Conductor Debuts...
“A promising, if overambitious start, was the “Daily Telegraph’s” view of the first public concert given in London this week by the New Symphonia and its New Zealand conductor, Ulric Burstein.
The New Symphonia is a full symphony orchestra made up almost entirely of young musicians such as Mr Burstein, who is from Tauranga. Mostly its members attend musical academies in London.
The orchestra plans to specialise in neglected works of Czechoslovakian and Scandinavian composers. For its first public concert, given at no less an auditorium than the Royal Albert Hall, Mr Burstein chose a Schubert overture, Dvorak’s “The Golden Spinning Wheel” and Bruckner’s Symphony No. 4. The “Daily Telegraph” praised much of the orchestra’s work, notably that by the strings and the brass. But it noted that the second and third pieces chosen inevitably brought difficulties for young musicians.
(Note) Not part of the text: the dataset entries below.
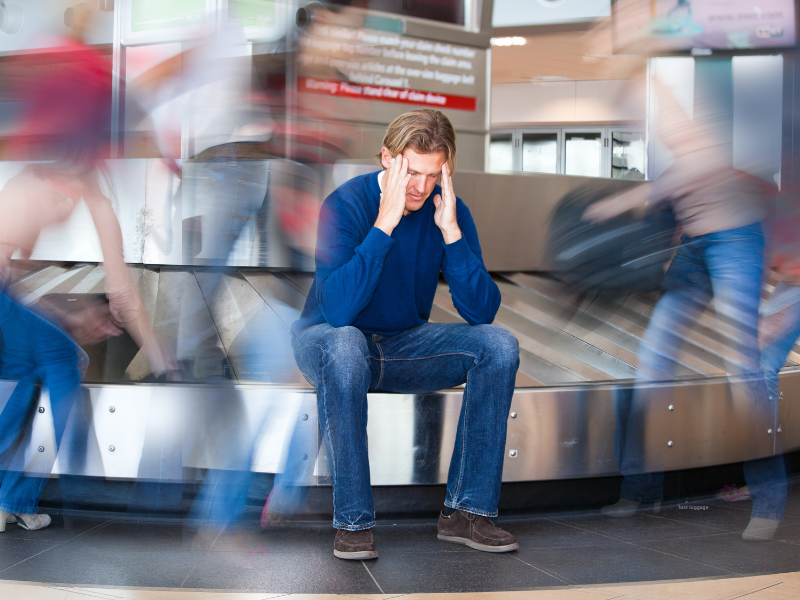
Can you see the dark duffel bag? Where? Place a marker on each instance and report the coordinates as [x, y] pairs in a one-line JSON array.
[[627, 253]]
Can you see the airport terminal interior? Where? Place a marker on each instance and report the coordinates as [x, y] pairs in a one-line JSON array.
[[559, 107]]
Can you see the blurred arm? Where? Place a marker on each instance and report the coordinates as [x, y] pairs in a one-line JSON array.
[[123, 299], [475, 294], [617, 204]]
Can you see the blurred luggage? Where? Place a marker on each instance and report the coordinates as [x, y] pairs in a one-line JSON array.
[[628, 253]]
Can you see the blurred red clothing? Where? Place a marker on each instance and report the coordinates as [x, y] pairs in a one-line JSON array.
[[66, 112]]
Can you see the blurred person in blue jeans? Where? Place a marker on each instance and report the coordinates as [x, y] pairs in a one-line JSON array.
[[721, 256], [384, 238], [64, 124]]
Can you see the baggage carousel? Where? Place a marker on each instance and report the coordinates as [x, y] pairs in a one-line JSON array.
[[574, 357]]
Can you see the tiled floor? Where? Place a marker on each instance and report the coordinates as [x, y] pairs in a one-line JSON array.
[[577, 552]]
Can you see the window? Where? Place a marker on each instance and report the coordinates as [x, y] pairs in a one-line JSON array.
[[616, 151]]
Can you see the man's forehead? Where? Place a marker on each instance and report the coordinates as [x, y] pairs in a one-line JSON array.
[[429, 164]]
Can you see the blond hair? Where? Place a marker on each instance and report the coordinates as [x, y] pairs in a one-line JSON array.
[[425, 131]]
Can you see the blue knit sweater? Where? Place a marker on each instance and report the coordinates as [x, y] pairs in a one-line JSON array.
[[382, 284]]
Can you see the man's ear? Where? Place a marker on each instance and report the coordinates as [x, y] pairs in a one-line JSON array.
[[386, 157]]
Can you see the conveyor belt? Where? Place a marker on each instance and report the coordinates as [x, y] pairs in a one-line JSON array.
[[563, 415], [562, 340]]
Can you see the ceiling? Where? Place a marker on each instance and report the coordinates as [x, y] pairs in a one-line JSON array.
[[562, 53]]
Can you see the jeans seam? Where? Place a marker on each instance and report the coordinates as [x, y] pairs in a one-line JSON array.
[[473, 356], [332, 466], [474, 511], [382, 363], [369, 525], [463, 436]]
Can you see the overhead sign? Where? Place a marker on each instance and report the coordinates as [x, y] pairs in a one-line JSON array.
[[375, 65], [150, 15], [664, 26]]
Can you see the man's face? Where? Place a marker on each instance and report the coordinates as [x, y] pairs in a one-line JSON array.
[[424, 170]]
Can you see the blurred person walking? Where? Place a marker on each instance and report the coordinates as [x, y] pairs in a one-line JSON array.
[[209, 87], [721, 256], [65, 120]]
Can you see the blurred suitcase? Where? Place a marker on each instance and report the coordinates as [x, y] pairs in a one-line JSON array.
[[628, 253]]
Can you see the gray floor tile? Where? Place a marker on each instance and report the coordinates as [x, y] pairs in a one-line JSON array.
[[76, 564], [642, 526], [14, 550], [274, 572], [730, 552], [546, 533], [138, 534], [61, 528], [291, 539], [450, 572], [615, 563]]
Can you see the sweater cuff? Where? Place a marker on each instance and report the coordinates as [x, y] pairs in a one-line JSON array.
[[376, 245], [458, 253]]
It doubted whether the Bruckner symphony had ever been chosen previously for an orchestra's first public concert. The New Symphonia, which was formed earlier this year, has already numbered among its players several New Zealanders, notably the winner of the 1968 Stella Murray Memorial Prize, Jan Keay, of Palmerston North, who has now left to become coprincipal horn in the City of
Birmingham Orchestra, reports Zalia Thomas from London. Colin Davis recently attended a rehearsal of the New Symphonia and enthused about the discipline and accomplishments of the orchestra in a relatively short time. Ulric Burstein took his first piano lessons at the age of eight, at his home town of Katikati, from Georg Tintner, who had from time to time conducted a choir run by Mr Burstein’s father. During his final two years at Mount Albert Grammar School in Auckland he studied under Henry Shirley and Esther Parker, and he gained his L.R.S.N. under Miss Parker in 1962. His first experience of conducting was with the Mount Eden Operatic Society in a Victor Herbert operetta in 1963. After four years at Auckland University, where
he majored in German, he spent one year at Teachers’ Training College and taught for a short time as a relief teacher in Auckland.
While at university he did some recital work and returned to the Mount Eden Operatic Society to conduct “Die Fledermaus” and “Carmen.”
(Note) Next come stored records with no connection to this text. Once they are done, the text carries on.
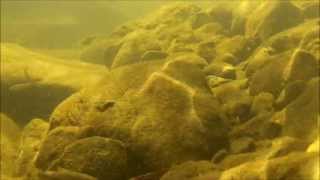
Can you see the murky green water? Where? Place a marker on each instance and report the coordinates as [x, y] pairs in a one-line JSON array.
[[160, 90]]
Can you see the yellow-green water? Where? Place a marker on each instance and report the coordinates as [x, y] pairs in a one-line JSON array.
[[160, 90]]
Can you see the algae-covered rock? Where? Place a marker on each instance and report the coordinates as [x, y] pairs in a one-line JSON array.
[[303, 110], [173, 101], [101, 52], [295, 165], [99, 157], [54, 144], [270, 78], [135, 44], [31, 139], [263, 102], [10, 136], [311, 9], [302, 66], [64, 174], [190, 170], [290, 93]]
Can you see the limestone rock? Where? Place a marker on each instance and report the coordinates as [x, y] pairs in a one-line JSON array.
[[303, 66], [189, 170], [32, 136], [10, 136], [263, 102], [54, 144], [99, 157]]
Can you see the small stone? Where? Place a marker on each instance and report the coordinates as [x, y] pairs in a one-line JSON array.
[[242, 145]]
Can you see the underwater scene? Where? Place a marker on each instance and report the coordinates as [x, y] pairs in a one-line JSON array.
[[160, 90]]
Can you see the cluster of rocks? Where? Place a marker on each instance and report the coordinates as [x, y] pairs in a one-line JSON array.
[[225, 93]]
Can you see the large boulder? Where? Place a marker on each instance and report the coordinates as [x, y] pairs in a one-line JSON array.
[[99, 157], [166, 117], [53, 145], [10, 136], [270, 78], [31, 138], [134, 46], [303, 110], [295, 165], [302, 66]]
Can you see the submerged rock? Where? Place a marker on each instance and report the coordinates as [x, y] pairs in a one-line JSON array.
[[191, 170], [99, 157]]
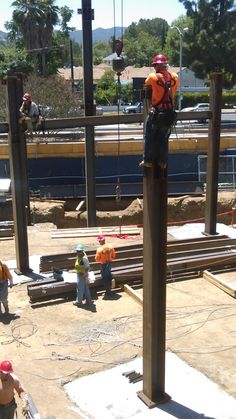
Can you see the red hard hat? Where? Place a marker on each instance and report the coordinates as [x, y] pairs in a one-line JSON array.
[[6, 366], [159, 59], [101, 238], [26, 97]]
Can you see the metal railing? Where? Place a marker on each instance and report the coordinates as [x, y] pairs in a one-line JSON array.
[[227, 171]]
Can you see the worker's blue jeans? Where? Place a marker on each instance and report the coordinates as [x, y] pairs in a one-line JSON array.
[[83, 290], [8, 410], [155, 141], [106, 276]]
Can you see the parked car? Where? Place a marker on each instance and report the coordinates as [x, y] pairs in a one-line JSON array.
[[198, 107], [136, 108]]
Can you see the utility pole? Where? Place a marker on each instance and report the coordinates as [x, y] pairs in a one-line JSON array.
[[72, 65], [87, 17]]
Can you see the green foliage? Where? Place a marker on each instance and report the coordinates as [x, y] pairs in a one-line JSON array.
[[100, 50], [13, 61], [211, 43], [32, 26], [52, 91], [143, 40], [191, 99], [108, 91]]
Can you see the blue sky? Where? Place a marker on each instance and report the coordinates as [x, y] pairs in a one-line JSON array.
[[133, 10]]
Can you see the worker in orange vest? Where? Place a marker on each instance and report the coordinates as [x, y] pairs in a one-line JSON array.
[[9, 383], [161, 87], [105, 255]]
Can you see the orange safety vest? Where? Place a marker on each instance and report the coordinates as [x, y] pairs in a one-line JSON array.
[[164, 85], [105, 253]]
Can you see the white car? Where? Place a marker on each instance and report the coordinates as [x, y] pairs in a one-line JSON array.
[[198, 107]]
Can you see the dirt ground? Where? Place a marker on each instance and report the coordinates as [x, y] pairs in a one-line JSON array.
[[51, 343]]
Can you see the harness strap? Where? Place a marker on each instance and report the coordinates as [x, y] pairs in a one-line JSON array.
[[166, 101]]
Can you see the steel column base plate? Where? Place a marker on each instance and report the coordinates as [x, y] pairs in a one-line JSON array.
[[162, 398]]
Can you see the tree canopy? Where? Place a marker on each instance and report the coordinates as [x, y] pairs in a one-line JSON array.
[[211, 42], [32, 27]]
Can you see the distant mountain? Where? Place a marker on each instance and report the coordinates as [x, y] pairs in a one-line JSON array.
[[98, 34]]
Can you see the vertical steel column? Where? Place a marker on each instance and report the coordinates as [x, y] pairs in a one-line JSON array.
[[87, 17], [213, 153], [72, 66], [154, 285], [17, 153]]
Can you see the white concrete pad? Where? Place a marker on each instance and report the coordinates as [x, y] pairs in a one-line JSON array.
[[109, 394]]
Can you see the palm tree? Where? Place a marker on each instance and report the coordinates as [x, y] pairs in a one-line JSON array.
[[33, 21]]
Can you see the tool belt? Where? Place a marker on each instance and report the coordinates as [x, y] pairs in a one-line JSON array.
[[164, 118], [8, 405]]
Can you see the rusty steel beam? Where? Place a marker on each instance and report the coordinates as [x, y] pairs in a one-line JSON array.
[[213, 153]]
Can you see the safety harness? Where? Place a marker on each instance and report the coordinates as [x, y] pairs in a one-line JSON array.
[[166, 101]]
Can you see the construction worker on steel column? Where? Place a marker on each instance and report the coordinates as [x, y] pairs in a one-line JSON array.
[[161, 87]]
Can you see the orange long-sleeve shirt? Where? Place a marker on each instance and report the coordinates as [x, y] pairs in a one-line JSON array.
[[105, 253], [157, 81]]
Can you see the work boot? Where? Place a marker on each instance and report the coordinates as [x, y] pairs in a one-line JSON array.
[[75, 303]]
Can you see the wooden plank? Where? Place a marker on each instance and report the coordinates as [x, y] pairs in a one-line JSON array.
[[228, 285], [134, 294]]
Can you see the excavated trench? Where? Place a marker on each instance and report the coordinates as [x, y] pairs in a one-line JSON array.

In 1965 he again received favourable comment from the critics when he was musical director to the Auckland University revue. Later he conducted a concert by the Auckland Harmonic Society in the Auckland Town Hall. He then wrote to Colin Davis, asking to become a pupil. Mr Davis replied that he did not normally take pupils but that Mr Burstein should get in touch with him when he came to London. Unfortunately, when Mr Burstein arrived in England Colin Davis was in Adelaide, but Mr Burstein got an introduction to John Pritchard, under whom he studied for a few months. After Colin Davis’s return from Australia an interview was arranged, and Mr Burstein says; “I found him to be one of the few great musicians who is an equally great person.” Mr Burstein receives a certain amount of tuition under Mr Davis, but was told by him: “I had to do it the hard way and I do not propose to show you any easy way out.” Since his arrival in England Mr Burstein has had considerable experience with suburban choirs and operatic societies, and one of bis major tasks has been the translation, with the help of his Czech-born cousin, Katarina Edwards, of the Czech Opera “Dalibor,” by Smetana.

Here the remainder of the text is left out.